Infimum of $\left\{\left|\sqrt{m} - \sqrt{n}\right|\;: \;m,n \in\mathbb{N},\; m≠n\right\}$

Question

In my homework assignment I encountered this problem:

Find the infimum of the set $A=\left\{\left|\sqrt{m} - \sqrt{n}\right|\;: \;m,n \in\mathbb{N},\; m≠n\right\}$

How do i even start to find the infimum of this set??

Answer 1

First of all observe that $\left|\sqrt{m}-\sqrt{n}\right|\geq0$, So if we will prove that $0$ is the greatest lower bound we are done.
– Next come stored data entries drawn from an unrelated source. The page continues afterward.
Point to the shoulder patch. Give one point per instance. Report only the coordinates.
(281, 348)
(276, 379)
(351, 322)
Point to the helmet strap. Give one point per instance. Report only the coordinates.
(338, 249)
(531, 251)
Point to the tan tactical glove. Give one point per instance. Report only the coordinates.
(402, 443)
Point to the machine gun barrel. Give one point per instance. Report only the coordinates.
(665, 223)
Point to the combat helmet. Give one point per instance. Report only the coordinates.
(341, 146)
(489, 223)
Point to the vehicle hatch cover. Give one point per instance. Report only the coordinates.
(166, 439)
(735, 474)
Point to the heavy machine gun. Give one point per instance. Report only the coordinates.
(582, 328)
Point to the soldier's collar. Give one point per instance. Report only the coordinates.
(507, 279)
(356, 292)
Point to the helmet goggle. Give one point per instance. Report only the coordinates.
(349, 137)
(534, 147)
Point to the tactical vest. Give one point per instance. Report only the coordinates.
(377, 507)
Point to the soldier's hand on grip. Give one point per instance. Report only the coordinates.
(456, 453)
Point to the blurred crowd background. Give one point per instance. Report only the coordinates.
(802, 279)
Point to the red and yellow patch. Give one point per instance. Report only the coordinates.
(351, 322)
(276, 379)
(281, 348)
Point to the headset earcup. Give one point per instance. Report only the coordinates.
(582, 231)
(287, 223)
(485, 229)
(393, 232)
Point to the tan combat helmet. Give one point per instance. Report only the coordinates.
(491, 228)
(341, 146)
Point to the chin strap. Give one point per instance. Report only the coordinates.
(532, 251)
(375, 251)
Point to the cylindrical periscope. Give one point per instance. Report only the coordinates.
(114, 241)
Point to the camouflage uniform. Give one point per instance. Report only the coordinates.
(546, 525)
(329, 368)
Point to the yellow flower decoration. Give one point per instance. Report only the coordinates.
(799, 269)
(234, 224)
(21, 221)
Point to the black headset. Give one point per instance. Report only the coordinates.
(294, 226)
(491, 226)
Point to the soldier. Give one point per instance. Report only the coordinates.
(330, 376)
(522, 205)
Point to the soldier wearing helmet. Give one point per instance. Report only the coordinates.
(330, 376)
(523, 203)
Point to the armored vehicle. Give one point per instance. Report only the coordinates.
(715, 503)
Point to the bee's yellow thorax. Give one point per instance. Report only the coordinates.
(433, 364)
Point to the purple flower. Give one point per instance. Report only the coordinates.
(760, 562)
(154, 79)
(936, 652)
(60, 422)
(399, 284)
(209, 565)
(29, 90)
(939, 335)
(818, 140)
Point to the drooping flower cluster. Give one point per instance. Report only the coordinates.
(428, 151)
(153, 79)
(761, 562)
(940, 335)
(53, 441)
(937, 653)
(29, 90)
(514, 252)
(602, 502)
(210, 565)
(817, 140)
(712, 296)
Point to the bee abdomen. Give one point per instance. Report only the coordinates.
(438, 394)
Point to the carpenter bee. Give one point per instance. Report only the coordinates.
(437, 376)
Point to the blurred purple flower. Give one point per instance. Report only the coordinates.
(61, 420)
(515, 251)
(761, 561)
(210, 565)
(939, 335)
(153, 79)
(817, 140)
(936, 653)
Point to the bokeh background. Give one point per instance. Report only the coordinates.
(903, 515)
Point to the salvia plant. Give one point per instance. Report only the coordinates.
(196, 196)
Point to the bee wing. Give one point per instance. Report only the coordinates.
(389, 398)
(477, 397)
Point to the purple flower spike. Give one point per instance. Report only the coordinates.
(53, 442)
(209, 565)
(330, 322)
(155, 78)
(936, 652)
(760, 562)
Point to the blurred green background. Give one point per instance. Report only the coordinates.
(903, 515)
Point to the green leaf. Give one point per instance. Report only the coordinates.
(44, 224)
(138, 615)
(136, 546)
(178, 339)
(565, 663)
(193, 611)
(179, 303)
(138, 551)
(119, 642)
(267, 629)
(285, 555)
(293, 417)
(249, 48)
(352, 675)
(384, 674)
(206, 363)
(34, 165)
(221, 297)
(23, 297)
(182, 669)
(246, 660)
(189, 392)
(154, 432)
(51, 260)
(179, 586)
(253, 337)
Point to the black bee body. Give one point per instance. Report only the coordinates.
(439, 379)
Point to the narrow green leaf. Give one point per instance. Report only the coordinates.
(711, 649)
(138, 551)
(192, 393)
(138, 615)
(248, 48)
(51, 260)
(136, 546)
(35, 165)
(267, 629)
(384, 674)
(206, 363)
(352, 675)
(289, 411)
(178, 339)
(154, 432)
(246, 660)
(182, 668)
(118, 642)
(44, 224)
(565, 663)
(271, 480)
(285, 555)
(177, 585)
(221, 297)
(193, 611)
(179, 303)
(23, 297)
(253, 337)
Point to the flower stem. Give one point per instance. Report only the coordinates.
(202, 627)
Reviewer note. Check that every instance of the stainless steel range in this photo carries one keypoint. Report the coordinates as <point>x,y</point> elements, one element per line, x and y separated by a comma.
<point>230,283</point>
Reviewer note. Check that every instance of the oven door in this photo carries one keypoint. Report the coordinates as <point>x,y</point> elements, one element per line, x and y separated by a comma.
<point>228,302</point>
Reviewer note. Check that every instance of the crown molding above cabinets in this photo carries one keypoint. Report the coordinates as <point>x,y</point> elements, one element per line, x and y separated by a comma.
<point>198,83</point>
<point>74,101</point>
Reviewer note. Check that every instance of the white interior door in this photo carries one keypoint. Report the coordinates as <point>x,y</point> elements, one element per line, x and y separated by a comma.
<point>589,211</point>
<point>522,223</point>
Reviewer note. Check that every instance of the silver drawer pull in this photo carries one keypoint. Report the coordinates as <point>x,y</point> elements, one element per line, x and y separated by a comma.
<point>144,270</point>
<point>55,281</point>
By the definition of the set $A$, we know that $\sqrt{n+1}-\sqrt{n}\in A\;\forall n\in\mathbb{N}$ (because $\sqrt{n+1}>\sqrt{n}$ we dont need the absolute value), and after a bit of simplification we would conclude that

$$ A\ni\sqrt{n+1}-\sqrt{n}=\frac{(\sqrt{n+1}-\sqrt{n})(\sqrt{n+1}+\sqrt{n})}{\sqrt{n+1}+\sqrt{n}}=\frac{1}{\sqrt{n+1}+\sqrt{n}} $$

Now let $\varepsilon>0$ we will take $n=\left\lceil\frac{1}{(2\varepsilon)^2}\right\rceil$. It happens to be the case that

$$ \frac{1}{\sqrt{n+1}+\sqrt{n}}\leq\frac{1}{2\sqrt{n}}\leq\frac{1}{2\cdot\frac{1}{\sqrt{(2\varepsilon)^2}}}=\varepsilon $$

Hence, by an equivalent definition of an Infimm of a set, we will conclude that $0$ is the infimum of $A$.

Answer 2

Hint:

We have for all $n,m \in \mathbb{N}$, that $\lvert{\sqrt{m}-\sqrt{n}}\rvert\geq 0$. So a lower bound is $0$. You now need to figure out if $0$ is the greatest lower bound (and prove if it is).

Answer 3

Write $m=n+k$, $k>0$, $m, n, k \in \mathbb{N}$.

0)$0$ is a lower bound

1)$\sqrt{n+k} - \sqrt{n} \ge \sqrt{n+1}-\sqrt{n}$,

since $\sqrt{}$ is strictly increasing.

2)$\sqrt{n+1} =\dfrac{n+1}{\sqrt{n+1}}$, and $\sqrt{n}=\dfrac{n}{\sqrt{n}}$;

3)$0<\sqrt{n+1}-\sqrt{n}<$

$\dfrac{n+1}{\sqrt{n+1}}- \dfrac{n}{\sqrt{n}}<$

$\dfrac{n+1}{\sqrt{n+1}}-\dfrac{n} {\sqrt{n+1}}=\dfrac{1}{\sqrt{n+1}} $.

4)Sandwich

5)Show that $0$ is least lower bound.

6)Assume $a>0$ is a lower bound.

7)Archimedean principle

There is a $n_0 \in \mathbb{N}$ s.t.

$n_0>\dfrac{1}{\sqrt{a}}-1$, or

$a>\dfrac{1}{\sqrt{n_0+1}}$, contradiction, and we are done.

Answer 4

As it was pointed out, since for $n \ne m$ we have that $|\sqrt{n}-\sqrt{m}|>0$, the infimum is surely greater or equal than zero. On the other hand, since $\lim_{n \to \infty}(\sqrt{n+1}-\sqrt{n})=0$, the infimum cannot be greater than zero.